Now Maggie’s gone to Aston Villa, and we’ve gone back to the old days. An informal chat with an ex-player. Less paperwork, less effort. John Peel stood for the board, partly on his supposed ability to handle managerial appointments. Apparently, that means a chat with Bradley and a gut feeling that “it clicked.”

Wow. Great. Very professional.

Bradley said, “I’m really excited. I didn’t think this was going to come about as early as it did, but after speaking to John, it dawned on both of us that maybe it was something that could actually work.” Let us be realistic, the ‘I didn’t think this was going to come about as early as it did,’ suggests even he was surprised he got the job. Nice work.

This approach, best described as “pissing in the wind and hoping for the best” might suit a Sunday league team, but not a club with 2,000 members and ambitions of professionalism. It’s rank amateurism.

Yet the spin continues. I quote a local newspaper;   Chair Trevor Wells called last season one of “consolidation” and insists the club is now aiming higher for 2025–26. That optimism is apparently shared by the new manager, who says, “I want to go for the play-offs.”

Really? Last season, we overperformed on a modest budget under a proven manager. Now we have no extra money, a rookie boss, and yet higher expectations? Read the room.

If we had tripled the budget and hired an experienced manager, fine — talk play-offs. But as it stands, it’s fantasy football.

Sorry, but do Trevor Wells and John Peel actually have a clue what they’re doing? It’s all in writing,  this was their plan, and it has been a disaster. Planned on the back of a fag packet, by the looks of it.

My thoughts on the original appointment, at the time.

The board need to come clean and clarify exactly how they intend to deal with the men’s results and commit to a robust, professional appointment process like every other club in the division.

JUST GET YOUR ACT TOGETHER

Look, in short, our club is being very badly run. The current directors are showing total disrespect for the very people who own it, while hiding behind the convenient smokescreen of “NDAs.”

Lewes FC is still a fan-owned club. Accountability and transparency are supposed to be our core principles. If potential investors demand an NDA before even engaging, the answer should be simple: no thanks.

Instead, the board close ranks, say nothing, and behave like they’re guarding state secrets rather than running a community football club.

They’ve consistently failed to reach out to the many capable people who could actually help. There are experienced, connected individuals within the supporter base and wider Lewes community, people with financial, marketing and operational expertise, who are ignored.

So please, spare us the “we’re overworked” excuse. That’s a choice. You’ve chosen to ignore the free talent on your doorstep. As far I know only one person has been co-opted onto the board this year.

Directors at Lewes FC treat the club like their personal fiefdom, as though they’ve earned the right to be there through sheer brilliance. In reality, none of the current directors come close to the quality of those who served before the Equality FC era.

I disagreed with those earlier directors, often strongly, but I trusted them to make sound decisions and keep the club stable.

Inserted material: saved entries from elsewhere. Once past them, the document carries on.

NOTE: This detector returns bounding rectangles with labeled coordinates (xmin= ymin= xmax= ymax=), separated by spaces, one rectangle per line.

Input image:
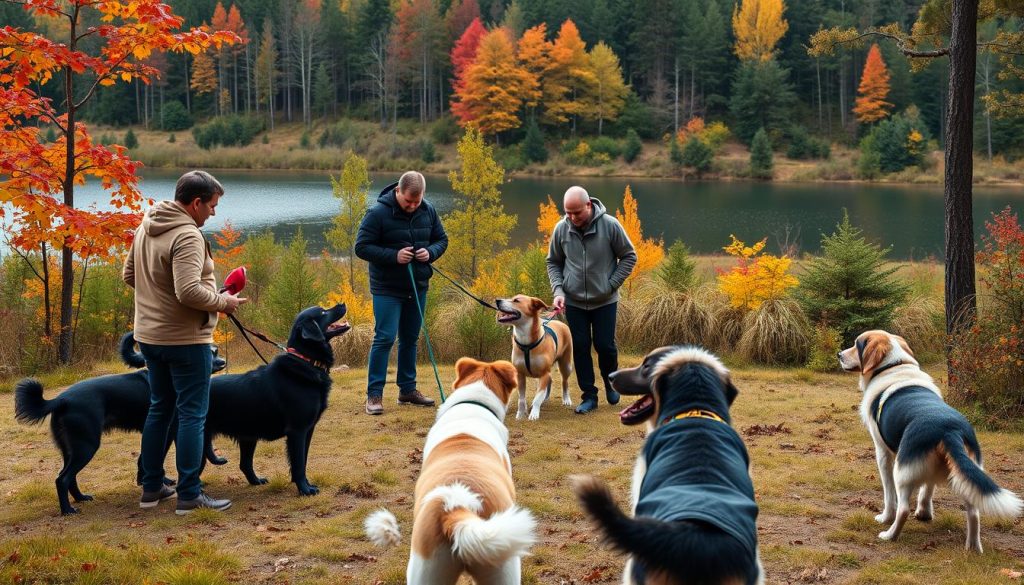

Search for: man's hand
xmin=221 ymin=293 xmax=248 ymax=315
xmin=414 ymin=248 xmax=430 ymax=262
xmin=552 ymin=295 xmax=565 ymax=312
xmin=397 ymin=246 xmax=415 ymax=264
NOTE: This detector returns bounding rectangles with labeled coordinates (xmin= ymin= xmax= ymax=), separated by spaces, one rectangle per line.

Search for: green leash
xmin=408 ymin=263 xmax=446 ymax=404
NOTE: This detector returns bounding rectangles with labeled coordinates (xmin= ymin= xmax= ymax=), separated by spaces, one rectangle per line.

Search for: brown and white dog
xmin=495 ymin=294 xmax=574 ymax=420
xmin=839 ymin=330 xmax=1022 ymax=552
xmin=364 ymin=358 xmax=537 ymax=584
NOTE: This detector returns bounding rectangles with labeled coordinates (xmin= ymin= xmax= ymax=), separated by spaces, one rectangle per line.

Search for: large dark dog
xmin=197 ymin=303 xmax=349 ymax=496
xmin=14 ymin=335 xmax=226 ymax=515
xmin=573 ymin=346 xmax=763 ymax=585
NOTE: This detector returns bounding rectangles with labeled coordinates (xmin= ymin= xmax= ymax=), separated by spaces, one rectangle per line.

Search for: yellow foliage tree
xmin=537 ymin=195 xmax=562 ymax=245
xmin=325 ymin=278 xmax=374 ymax=327
xmin=717 ymin=235 xmax=798 ymax=310
xmin=444 ymin=128 xmax=517 ymax=280
xmin=326 ymin=153 xmax=371 ymax=290
xmin=542 ymin=19 xmax=596 ymax=126
xmin=614 ymin=186 xmax=664 ymax=283
xmin=455 ymin=27 xmax=534 ymax=135
xmin=517 ymin=23 xmax=550 ymax=112
xmin=732 ymin=0 xmax=789 ymax=62
xmin=191 ymin=47 xmax=218 ymax=95
xmin=584 ymin=41 xmax=628 ymax=135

This lot aren’t fit and proper directors. Their only apparent goal is to find someone, anyone, to bail the club out financially, rather than using the enormous goodwill, volunteer energy and community pride that have always been Lewes’s greatest strength.

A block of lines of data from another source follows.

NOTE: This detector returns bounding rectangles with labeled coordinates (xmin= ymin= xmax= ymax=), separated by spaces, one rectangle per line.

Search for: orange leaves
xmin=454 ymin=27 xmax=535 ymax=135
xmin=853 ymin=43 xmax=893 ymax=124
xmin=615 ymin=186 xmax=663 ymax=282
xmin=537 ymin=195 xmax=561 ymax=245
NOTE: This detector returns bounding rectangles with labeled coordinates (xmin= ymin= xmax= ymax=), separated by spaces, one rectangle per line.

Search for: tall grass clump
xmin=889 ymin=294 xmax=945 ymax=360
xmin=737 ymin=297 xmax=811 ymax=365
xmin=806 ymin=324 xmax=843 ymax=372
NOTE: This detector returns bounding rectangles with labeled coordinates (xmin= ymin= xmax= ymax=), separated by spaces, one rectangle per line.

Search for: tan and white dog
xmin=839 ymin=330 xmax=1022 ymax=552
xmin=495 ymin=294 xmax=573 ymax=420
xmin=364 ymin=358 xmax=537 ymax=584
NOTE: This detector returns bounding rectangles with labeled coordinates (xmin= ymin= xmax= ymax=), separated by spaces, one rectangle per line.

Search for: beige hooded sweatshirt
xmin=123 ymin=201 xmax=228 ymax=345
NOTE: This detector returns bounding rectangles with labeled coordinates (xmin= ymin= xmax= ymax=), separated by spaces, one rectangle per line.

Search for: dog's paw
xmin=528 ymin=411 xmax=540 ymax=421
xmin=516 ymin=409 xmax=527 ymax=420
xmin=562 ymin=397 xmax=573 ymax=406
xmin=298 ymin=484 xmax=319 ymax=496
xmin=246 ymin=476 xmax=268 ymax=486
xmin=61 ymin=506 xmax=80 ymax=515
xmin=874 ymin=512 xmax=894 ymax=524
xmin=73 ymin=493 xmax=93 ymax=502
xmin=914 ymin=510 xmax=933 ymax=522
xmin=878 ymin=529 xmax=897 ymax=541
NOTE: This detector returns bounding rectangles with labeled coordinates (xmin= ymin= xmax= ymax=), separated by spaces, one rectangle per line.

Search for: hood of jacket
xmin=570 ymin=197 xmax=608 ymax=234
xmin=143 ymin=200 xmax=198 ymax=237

Just look at Lewes Bonfire. A massive operation run almost entirely by volunteers, powered by local passion. That’s the model Lewes FC should be learning from, not ignoring. The forty years I have spent in Lewes, none of the societies  have reached out for investors.

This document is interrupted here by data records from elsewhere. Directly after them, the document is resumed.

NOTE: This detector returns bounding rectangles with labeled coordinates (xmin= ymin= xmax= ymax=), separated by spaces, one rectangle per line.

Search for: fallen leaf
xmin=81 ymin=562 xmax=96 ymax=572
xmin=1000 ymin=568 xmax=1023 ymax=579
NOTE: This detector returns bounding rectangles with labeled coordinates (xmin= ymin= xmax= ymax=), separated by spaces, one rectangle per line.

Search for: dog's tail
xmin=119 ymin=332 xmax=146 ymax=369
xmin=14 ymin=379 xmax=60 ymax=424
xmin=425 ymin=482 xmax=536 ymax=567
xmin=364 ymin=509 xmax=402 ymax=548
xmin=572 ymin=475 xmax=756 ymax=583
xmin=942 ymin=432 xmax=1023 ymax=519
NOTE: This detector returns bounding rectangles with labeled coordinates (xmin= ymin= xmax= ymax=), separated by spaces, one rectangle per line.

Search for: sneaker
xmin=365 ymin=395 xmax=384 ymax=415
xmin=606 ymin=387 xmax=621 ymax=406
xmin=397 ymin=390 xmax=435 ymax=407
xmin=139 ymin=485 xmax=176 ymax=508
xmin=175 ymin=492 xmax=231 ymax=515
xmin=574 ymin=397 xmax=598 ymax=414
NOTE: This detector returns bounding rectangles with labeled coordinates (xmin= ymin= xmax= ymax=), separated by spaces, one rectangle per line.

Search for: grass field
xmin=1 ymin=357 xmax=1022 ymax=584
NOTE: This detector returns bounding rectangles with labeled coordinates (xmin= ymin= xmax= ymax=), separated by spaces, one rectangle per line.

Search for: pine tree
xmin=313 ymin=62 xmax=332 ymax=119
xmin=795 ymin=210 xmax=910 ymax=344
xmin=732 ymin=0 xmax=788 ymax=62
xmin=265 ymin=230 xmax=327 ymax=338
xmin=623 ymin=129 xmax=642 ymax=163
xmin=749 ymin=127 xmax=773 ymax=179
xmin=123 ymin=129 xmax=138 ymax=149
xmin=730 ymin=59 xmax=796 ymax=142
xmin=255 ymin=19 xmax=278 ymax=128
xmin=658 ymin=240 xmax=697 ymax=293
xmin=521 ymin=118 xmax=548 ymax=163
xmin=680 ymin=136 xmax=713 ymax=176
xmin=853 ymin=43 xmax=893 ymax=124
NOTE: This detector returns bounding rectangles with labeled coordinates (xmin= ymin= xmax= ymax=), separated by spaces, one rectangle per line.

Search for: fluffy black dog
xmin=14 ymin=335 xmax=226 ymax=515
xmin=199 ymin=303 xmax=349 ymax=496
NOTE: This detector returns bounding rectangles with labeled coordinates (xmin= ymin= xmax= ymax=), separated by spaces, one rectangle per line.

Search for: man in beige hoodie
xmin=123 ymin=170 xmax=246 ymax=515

The board need to come clean and clarify exactly how they intend to get their act together. That includes immediate redundancies of the COO, FEO, and other non-essential roles, with those funds redirected to the playing budget, where they might actually make a difference.

Please. you will note, in the article, there is no insinuation of dishonesty, merely a clarion call for the facts of what is going on and not the usual ‘tactical’ messaging.